Shaping the Future of 3D: Insights from the ELLIS Workshop on 3D Vision and Graphics 2025

The members of the ELLIS Program ‘Learning for Graphics and Vision’ hosted a workshop on March 20-21 on 3D Vision and Graphics at the Tübingen AI Center in Tübingen, Germany. This event brought together leading researchers of the field to discuss the rapidly evolving capabilities of image and video generative models and their implications for 3D understanding.
Gerard Pons-Moll, ELLIS Scholar, Co-Director of the ELLIS Program Learning for Graphics and Vision, and one of the event’s organisers, emphasised the growing relevance of video and image generative models in both research and industry. “Impressive multiview and video synthesis is achieved without explicit 3D representations,” he noted. “This trend raises important questions about the future role of explicit 3D models.”

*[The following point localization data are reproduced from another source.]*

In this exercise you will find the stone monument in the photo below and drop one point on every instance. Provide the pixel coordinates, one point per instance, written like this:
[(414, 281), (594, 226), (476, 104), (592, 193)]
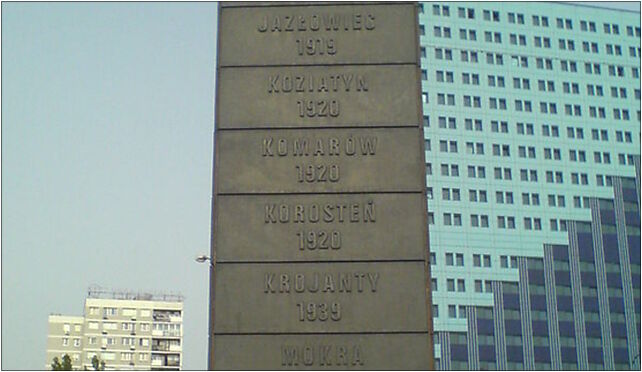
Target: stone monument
[(319, 221)]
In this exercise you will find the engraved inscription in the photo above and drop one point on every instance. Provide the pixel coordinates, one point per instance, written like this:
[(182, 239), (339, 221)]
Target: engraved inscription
[(321, 240), (287, 83), (356, 33), (328, 227), (309, 96), (310, 83), (344, 282), (319, 146), (390, 351), (322, 311), (320, 297), (314, 212), (286, 283), (321, 355), (316, 22)]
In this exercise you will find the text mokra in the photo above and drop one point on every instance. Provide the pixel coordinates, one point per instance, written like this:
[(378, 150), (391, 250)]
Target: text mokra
[(330, 146), (317, 22), (314, 213), (321, 355), (320, 282), (291, 83)]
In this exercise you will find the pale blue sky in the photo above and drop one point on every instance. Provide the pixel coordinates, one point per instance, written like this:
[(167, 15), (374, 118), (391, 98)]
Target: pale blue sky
[(106, 161)]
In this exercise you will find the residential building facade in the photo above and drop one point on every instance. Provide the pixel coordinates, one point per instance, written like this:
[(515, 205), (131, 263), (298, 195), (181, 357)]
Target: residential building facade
[(126, 330), (532, 132)]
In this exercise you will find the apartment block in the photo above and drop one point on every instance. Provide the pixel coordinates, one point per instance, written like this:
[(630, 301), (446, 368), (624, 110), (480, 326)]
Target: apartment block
[(128, 331), (532, 137)]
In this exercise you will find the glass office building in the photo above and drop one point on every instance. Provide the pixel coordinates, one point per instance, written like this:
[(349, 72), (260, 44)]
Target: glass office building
[(532, 130)]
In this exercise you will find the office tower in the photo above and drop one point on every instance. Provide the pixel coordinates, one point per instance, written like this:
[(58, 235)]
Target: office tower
[(126, 330), (532, 126)]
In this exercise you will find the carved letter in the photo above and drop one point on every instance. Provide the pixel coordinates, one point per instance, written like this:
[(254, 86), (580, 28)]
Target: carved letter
[(334, 146), (368, 145), (302, 26), (286, 83), (301, 147), (276, 24), (369, 212), (331, 22), (288, 356), (341, 355), (359, 277), (288, 23), (282, 147), (299, 283), (269, 213), (322, 85), (354, 215), (356, 356), (329, 284), (300, 83), (345, 283), (285, 284), (313, 214), (347, 81), (324, 353), (315, 287), (370, 22), (327, 213), (319, 148), (263, 25), (341, 207), (273, 84), (351, 148), (373, 277), (268, 283), (314, 23), (357, 22), (362, 85), (267, 147), (284, 213)]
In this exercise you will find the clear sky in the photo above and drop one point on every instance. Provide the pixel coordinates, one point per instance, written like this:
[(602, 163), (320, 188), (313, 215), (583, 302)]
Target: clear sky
[(106, 161), (107, 120)]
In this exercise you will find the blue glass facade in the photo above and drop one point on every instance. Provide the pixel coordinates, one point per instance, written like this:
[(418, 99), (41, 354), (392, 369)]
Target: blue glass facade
[(532, 131)]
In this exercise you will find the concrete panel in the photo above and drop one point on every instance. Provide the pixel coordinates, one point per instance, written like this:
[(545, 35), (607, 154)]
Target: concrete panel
[(320, 227), (320, 297), (311, 352), (307, 35), (328, 96), (320, 160)]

Generative models are increasingly capable of producing realistic images and videos from minimal inputs, without relying on hand-crafted 3D representations. As in language modeling, large-scale data and compute are beginning to replace explicitly designed models. However, this shift sparked valuable discussion on the enduring relevance of explicit 3D representations. Participants highlighted their efficiency, lower data demands, built-in 3D coherence, and reduced computational footprint. In this context, explicit models were seen as a promising long-term foundation for building robust, controllable, and interpretable 3D world models.
The talks also explored how to harness the power of image and video foundation models to extract 3D information and ensure multiview consistency - key drivers of innovation in 3D vision and graphics.
Andrea Tagliasacchi (Simon Fraser University, Google) presented his work on Monte-carlo Neural Rendering, offering insights into probabilistic approaches for rendering complex scenes.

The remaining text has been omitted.